Alistair Smith, who chairs the IMechE’s power division said these reforms are essential if the UK is to maintain a secure energy supply, while at the same time cutting carbon emissions at an affordable cost to the consumer. While he believes the bill effectively kills off the idea of a truly open UK electricity market, the legislation is necessary in order to encourage companies to build a balanced electricity generating mix, with the correct proportion of base load nuclear power along with the right balance of intermittent forms of renewable energy such as offshore wind power backed-up by reliable gas-fired generation.

But as the bill is only in draft and thus subject to powerful industry lobbying, he introduces a note of caution: “If these reforms are rejected by the power industry because they don't like certain elements, it may be time for the government to consider re-taking control of this essential element of our national infrastructure. The UK needs certainty now if we are to avoid jeopardising our security of supply in the relatively near future.”

The focus of the Renewable Energy Association’s (REA’s) chief executive, Gaynor Hartnell is on the fiscal instruments proposed in the bill, particularly the feed-in tariffs and the contracts for difference (CfD). “The feed-in tariff must continue to cater for projects up to 5MW in size, but we must make sure that the new CfD arrangements are accessible for larger industrial on-site renewables projects,” she says. “While the large scale utilities have a huge role to play in ensuring the security, affordability, and sustainability of our electricity supply, renewable energy has also drawn in a significant number of small and mid-range investors and generators, such as homeowners fitting PV to their roofs and farms installing biogas systems.

On the allocation of CfDs, Ms Hartnell says: “Several balances need to be struck. Government must give an indication of what it is seeking by way of renewable generating capacity, but we don’t want it being too prescriptive. The market must have its say. There also needs to be visibility in terms of how much is spent across different technologies and when constraints might kick in.”

The REA is concerned that some technologies will be favoured above others and is calling for fair treatment. Ms Hartnell points out that the government insists that nuclear is not receiving a public subsidy just because it’s nuclear, but because it’s low carbon. “On that basis,” she says, “it stands to reason that whatever payment nuclear receives, that should be the floor price for any other low carbon technology.” Under existing arrangements, the Severn Barrage would not qualify for subsidy, and from 2013 onwards nor will landfill gas. “Will these be treated on a par with nuclear,” she asks. “And if not, why not?"

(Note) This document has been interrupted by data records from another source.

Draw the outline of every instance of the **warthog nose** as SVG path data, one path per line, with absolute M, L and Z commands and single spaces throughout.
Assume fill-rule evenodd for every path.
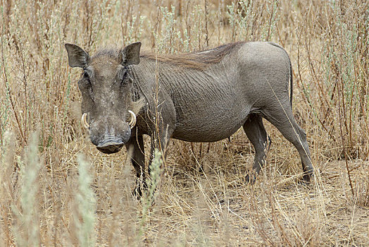
M 104 153 L 112 154 L 120 150 L 123 144 L 122 139 L 106 138 L 99 143 L 96 148 Z

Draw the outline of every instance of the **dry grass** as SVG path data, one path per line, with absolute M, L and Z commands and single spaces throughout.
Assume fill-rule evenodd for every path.
M 368 245 L 368 5 L 1 1 L 0 246 Z M 172 140 L 154 198 L 135 199 L 125 152 L 101 155 L 81 129 L 80 71 L 63 44 L 93 53 L 140 40 L 176 53 L 263 40 L 290 54 L 311 184 L 299 183 L 297 152 L 267 124 L 255 185 L 244 181 L 253 147 L 239 131 L 231 142 Z

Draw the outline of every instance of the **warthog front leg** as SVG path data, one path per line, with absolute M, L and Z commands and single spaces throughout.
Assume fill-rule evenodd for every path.
M 142 195 L 141 185 L 142 185 L 144 189 L 147 188 L 145 176 L 145 150 L 142 135 L 131 137 L 125 146 L 127 147 L 127 155 L 129 155 L 127 158 L 130 157 L 137 179 L 134 194 L 137 197 L 140 197 Z

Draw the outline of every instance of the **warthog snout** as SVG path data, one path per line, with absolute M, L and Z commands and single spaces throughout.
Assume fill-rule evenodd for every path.
M 108 137 L 107 139 L 103 140 L 96 146 L 99 151 L 106 154 L 112 154 L 114 152 L 119 152 L 123 146 L 123 141 L 122 139 L 117 139 L 112 137 Z
M 127 122 L 118 117 L 107 116 L 89 124 L 91 141 L 97 150 L 112 154 L 119 152 L 131 136 L 131 128 Z

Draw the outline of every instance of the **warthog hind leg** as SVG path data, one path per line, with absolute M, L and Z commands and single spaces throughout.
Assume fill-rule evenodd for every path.
M 263 118 L 256 114 L 250 114 L 243 127 L 247 138 L 255 148 L 253 169 L 246 176 L 246 182 L 253 183 L 265 162 L 267 134 L 263 124 Z

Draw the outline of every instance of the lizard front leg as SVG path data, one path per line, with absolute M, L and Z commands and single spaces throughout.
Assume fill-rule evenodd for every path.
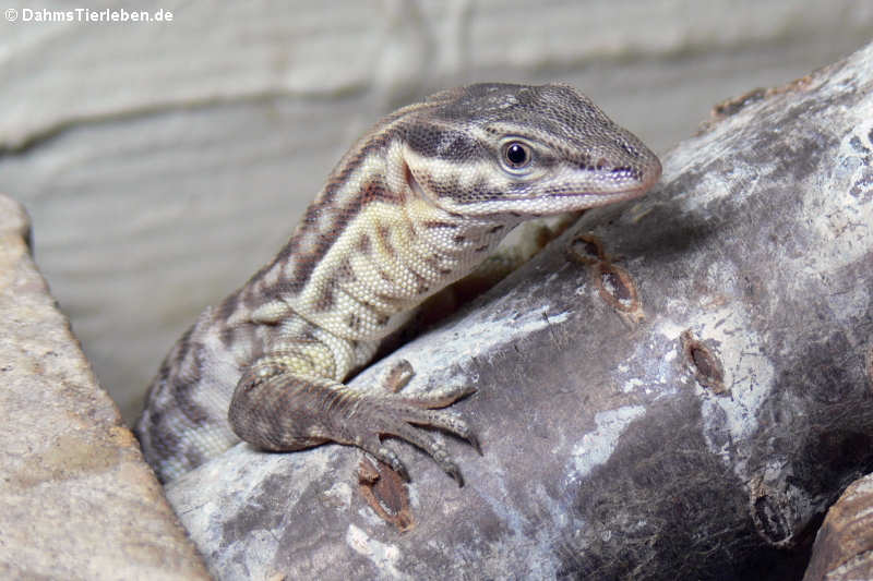
M 301 374 L 282 356 L 262 356 L 243 373 L 230 402 L 228 419 L 243 440 L 274 451 L 290 451 L 337 441 L 358 446 L 409 480 L 397 455 L 382 444 L 390 435 L 430 455 L 458 485 L 457 464 L 445 447 L 419 426 L 436 427 L 479 444 L 458 414 L 436 410 L 476 391 L 443 387 L 424 394 L 402 394 L 412 376 L 408 362 L 392 367 L 382 389 L 363 390 L 334 379 Z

CBI deputy director-general, Neil Bentley wants to see things moving apace. He is reassured that the Energy Bill is now in draft and now wants parliament, not only to get it right, but to do it as a matter of urgency. “With over a fifth of the UK’s generating capacity coming off stream over the next ten years, we face a real risk of electricity shortages in the second half of the decade,” he warns. “The clock is ticking to create the market certainty that will unlock billions of pounds of private sector investment, generating many new jobs across the UK, and securing an affordable supply of energy. We are still some way from having a detailed picture of how the electricity market will look in the future, on which the success of these reforms depends. With major investors waiting in the wings, these details are needed as soon as possible.”

Corin Taylor, who is a senior economic adviser at the Institute of Directors, concedes that businesses need clean, secure and affordable energy, but his concern is that the draft Energy Bill may fail to deliver. “We need to see a technology-neutral approach adopted as soon as possible,” he says, “so that the cheapest low-carbon energy sources are prioritised, but the bill confirms that the government will try to pick energy winners for at least another decade. We hope that the contracts for difference framework will succeed, but it looks like an overly-complex way of delivering much-needed investment in Britain’s energy infrastructure.”